An Apache Airflow provider package built by Astronomer to integrate with Anyscale.
Project description
astro-provider-anyscale
This repository provides a set of tools for integrating Anyscale with Apache Airflow, enabling the orchestration of Anyscale jobs and services within Airflow workflows. It includes a custom hook, two operators, and two triggers specifically designed for managing and monitoring Anyscale jobs and services.
Components
Hook
- AnyscaleHook: Facilitates communication between Airflow and Anyscale. It uses the Anyscale API to interact with the Anyscale platform, providing methods to submit jobs, query their status, and manage services.
Operators
- SubmitAnyscaleJob: This operator submits a job to Anyscale. It takes configuration parameters for the job, such as the entry point, build ID, and compute configuration. The operator uses
AnyscaleHook
to handle the submission process. - RolloutAnyscaleService: Similar to the job submission operator, this operator is designed to manage services on Anyscale. It can be used to deploy new services or update existing ones, leveraging
AnyscaleHook
for all interactions with the Anyscale API.
Triggers
- AnyscaleJobTrigger: Monitors the status of asynchronous jobs submitted via the
SubmitAnyscaleJob
operator. It ensures that the Airflow task waits until the job is completed before moving forward in the DAG. - AnyscaleServiceTrigger: Works in a similar fashion to the
AnyscaleJobTrigger
but is focused on service rollout processes. It checks the status of the service being deployed or updated and returns control to Airflow upon completion.
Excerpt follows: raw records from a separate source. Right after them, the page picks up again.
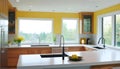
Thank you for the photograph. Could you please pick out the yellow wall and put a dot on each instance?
(104, 11)
(4, 7)
(57, 17)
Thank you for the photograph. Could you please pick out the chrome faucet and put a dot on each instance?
(103, 41)
(63, 51)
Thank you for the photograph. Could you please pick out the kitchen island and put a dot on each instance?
(106, 56)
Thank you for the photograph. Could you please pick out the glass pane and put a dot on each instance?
(107, 29)
(87, 23)
(118, 30)
(70, 30)
(36, 31)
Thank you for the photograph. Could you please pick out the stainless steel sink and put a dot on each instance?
(53, 55)
(41, 45)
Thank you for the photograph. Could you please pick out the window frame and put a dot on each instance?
(37, 19)
(76, 26)
(100, 26)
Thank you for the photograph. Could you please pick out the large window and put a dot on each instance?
(107, 29)
(36, 31)
(118, 30)
(70, 30)
(110, 28)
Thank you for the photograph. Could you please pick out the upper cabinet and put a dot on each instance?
(87, 22)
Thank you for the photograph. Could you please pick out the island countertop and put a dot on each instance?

Configuration Details for Anyscale Integration
To integrate Airflow with Anyscale, you will need to provide several configuration details:
-
Anyscale API Token: Obtain your API token either by using the anyscale cli or through the Anyscale console.
-
Compute Config (optional): If you want to constrain autoscaling, you can specify the compute cluster that will execute your Ray script by either:
- Dynamically providing this via the
compute_config
input parameter, or - Creating a compute configuration in Anyscale and using the resulting ID in the
compute_config_id
parameter.
- Dynamically providing this via the
-
Image URI: Specify the docker image you would like your operator to use. Make sure your image is accessible within your Anyscale account. Note, you can alternatively specify a containerfile that can be used to dynamically build the image
Usage
Install the Anyscale provider using the command below:
pip install astro-provider-anyscale
Airflow Connection Configuration
To integrate Airflow with Anyscale, configure an Airflow connection with a unique name and set the password as the API token gathered through the Anyscale console.
-
Access Airflow Web UI:
- Open the Airflow web interface and log in using your Airflow credentials.
-
Create a New Connection in Airflow:
- Go to the "Admin" tab and select "Connections" from the dropdown menu.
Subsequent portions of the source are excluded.